Before winning the Palme d'Or for Titane, director Julia Ducournau made the cannibal/coming-of-age film, Raw, which is just as wonderfully intense and in-your-face as her 2021 film. Raw works so well because it feels sufficiently grounded and relatable, and works as a character drama, and then it introduces the whole... cannibal element to shake things up.

While it is confronting in parts, it's not only confronting, and it's definitely not the kind of movie that shocks for shock's sake. Raw's a film with important, very down-to-earth themes, and at the same time, it has some of the best and most shocking horror scenes of the 2010s. It truly is the best of both worlds.

Eyes Without A Face (1960)

Eyes Without A Face

Perhaps not as shocking as many films that followed it decades later, but for 1960, the French horror film, Eyes Without A Face, is incredibly disturbing.
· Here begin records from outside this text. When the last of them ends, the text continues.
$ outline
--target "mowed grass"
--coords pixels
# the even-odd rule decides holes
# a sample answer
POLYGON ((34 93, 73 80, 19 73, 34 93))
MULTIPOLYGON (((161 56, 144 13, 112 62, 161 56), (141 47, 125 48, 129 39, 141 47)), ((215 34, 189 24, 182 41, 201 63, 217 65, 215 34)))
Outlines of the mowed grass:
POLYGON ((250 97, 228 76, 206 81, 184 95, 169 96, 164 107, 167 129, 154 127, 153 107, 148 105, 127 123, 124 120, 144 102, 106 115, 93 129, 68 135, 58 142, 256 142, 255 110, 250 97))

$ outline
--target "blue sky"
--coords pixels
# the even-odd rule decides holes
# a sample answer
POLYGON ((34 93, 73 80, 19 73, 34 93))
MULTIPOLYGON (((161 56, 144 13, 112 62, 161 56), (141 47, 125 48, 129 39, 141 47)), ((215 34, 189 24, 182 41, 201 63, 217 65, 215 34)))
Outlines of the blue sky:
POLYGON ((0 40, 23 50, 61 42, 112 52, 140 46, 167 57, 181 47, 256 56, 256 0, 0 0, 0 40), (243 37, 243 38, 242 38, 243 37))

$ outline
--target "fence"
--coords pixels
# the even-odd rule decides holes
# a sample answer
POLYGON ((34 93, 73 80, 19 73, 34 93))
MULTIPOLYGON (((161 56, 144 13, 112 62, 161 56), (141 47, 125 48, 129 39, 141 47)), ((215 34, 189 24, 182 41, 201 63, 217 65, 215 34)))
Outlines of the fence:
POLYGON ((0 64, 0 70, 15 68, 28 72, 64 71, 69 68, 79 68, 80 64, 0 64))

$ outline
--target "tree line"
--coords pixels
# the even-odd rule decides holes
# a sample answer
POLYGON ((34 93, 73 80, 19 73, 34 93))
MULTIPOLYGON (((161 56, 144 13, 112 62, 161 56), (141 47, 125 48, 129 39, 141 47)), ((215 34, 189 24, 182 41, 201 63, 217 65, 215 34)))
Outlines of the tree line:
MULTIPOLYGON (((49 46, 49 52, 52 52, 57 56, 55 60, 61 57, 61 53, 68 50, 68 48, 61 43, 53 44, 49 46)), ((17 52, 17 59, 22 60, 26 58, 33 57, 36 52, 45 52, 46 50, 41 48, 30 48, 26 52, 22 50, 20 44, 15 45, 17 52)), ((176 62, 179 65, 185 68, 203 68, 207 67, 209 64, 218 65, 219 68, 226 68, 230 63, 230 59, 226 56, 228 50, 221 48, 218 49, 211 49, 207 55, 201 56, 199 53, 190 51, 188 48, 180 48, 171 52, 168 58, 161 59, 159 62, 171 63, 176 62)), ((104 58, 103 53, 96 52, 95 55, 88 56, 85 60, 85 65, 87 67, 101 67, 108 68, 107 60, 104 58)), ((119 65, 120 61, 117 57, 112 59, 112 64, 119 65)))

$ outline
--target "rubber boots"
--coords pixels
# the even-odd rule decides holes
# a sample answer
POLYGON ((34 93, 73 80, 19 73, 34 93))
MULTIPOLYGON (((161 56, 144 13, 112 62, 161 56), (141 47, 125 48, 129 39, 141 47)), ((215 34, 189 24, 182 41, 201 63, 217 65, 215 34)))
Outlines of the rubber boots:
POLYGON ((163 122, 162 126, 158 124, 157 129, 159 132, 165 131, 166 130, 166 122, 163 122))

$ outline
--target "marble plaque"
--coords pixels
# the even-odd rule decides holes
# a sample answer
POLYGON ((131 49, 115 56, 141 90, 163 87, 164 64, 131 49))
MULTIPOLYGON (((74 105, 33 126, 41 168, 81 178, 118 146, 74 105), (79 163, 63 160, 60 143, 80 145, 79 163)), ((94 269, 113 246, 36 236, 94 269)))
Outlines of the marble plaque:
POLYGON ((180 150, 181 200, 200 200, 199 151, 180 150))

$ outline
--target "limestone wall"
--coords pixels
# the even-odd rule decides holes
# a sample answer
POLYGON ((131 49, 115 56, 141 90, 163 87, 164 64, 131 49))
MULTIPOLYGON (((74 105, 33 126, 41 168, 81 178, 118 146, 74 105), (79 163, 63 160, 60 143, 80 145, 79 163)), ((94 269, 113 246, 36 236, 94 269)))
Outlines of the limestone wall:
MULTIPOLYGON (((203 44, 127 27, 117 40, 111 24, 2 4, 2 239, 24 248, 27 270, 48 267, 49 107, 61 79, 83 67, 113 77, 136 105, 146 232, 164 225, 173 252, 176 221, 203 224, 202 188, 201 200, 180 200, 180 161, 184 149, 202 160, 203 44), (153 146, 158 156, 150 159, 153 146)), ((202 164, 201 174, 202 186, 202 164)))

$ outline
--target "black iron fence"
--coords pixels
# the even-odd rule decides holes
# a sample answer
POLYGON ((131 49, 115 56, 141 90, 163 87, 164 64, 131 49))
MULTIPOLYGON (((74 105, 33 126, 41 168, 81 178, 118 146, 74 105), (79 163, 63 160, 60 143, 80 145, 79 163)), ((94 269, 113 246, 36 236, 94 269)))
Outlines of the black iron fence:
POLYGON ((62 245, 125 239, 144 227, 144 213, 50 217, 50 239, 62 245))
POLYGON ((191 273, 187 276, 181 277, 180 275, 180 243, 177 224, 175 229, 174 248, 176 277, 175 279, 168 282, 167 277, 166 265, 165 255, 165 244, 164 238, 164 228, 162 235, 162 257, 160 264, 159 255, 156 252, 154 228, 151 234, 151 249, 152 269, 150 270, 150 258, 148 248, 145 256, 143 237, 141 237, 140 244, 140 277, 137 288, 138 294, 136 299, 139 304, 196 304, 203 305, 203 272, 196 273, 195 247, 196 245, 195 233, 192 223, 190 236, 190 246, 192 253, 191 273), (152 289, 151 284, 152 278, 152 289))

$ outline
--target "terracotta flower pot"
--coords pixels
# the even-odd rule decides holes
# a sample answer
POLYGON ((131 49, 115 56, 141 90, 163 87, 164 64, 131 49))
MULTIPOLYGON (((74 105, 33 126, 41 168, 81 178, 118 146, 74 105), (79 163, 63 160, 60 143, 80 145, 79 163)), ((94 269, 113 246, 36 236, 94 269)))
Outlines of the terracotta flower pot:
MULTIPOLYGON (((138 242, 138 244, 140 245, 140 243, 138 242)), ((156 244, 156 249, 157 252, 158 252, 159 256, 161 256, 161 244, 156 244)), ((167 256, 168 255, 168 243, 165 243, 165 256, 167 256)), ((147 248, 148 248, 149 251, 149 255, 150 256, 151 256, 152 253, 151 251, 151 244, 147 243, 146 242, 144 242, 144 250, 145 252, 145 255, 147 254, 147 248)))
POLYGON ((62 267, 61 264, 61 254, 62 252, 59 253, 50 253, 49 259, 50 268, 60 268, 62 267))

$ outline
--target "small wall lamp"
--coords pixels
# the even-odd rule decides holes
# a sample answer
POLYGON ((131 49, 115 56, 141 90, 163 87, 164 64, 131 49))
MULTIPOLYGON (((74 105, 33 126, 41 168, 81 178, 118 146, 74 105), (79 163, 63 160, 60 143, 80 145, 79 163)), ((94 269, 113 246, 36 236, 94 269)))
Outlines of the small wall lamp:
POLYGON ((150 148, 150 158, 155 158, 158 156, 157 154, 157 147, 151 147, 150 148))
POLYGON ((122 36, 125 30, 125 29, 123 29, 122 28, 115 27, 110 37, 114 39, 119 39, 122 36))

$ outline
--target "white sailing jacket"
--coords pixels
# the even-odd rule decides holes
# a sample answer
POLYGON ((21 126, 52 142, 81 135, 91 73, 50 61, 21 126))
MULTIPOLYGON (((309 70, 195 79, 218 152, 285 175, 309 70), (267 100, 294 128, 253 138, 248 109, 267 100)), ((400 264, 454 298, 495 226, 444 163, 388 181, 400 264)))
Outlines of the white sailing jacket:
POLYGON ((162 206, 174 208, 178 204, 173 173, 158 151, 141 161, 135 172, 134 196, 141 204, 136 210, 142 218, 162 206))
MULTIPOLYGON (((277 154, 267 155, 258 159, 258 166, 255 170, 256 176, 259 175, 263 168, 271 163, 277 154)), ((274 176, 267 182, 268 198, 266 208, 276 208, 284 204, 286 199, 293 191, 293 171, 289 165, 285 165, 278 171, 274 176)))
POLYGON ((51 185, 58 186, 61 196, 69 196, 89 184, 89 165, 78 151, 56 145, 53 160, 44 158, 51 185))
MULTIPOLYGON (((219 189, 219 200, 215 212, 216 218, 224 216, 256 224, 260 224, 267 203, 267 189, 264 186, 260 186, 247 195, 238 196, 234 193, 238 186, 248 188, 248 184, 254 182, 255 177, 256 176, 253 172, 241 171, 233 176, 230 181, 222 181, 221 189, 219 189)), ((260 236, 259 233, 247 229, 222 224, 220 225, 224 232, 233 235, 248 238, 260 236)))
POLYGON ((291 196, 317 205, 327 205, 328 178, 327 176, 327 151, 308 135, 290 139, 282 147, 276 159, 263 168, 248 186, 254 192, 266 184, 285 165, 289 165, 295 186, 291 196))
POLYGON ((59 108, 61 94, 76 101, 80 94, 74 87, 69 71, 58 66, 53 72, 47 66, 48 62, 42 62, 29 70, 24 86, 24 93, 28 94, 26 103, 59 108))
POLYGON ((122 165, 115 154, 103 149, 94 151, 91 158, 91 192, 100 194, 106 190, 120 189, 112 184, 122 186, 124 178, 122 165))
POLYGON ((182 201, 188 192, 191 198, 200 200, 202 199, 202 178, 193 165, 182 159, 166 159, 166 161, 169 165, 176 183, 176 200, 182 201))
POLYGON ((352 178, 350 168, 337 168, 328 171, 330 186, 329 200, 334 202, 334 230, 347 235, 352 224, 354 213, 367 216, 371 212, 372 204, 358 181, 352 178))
Psycho might be widely considered the most shocking horror film of that year, but Psycho doesn't have a plot that involves facial transplants and genuinely sickening surgical procedures that still look real 60+ years later.

The moody black and white cinematography and sadness of its characters make it a tragic and bleak horror movie, too, evoking the classic Universal monster movies of the 1930s and 1940s. Many older horror movies can be appreciated as extreme for their time, but few hold up as extreme decades later the way Eyes Without A Face does.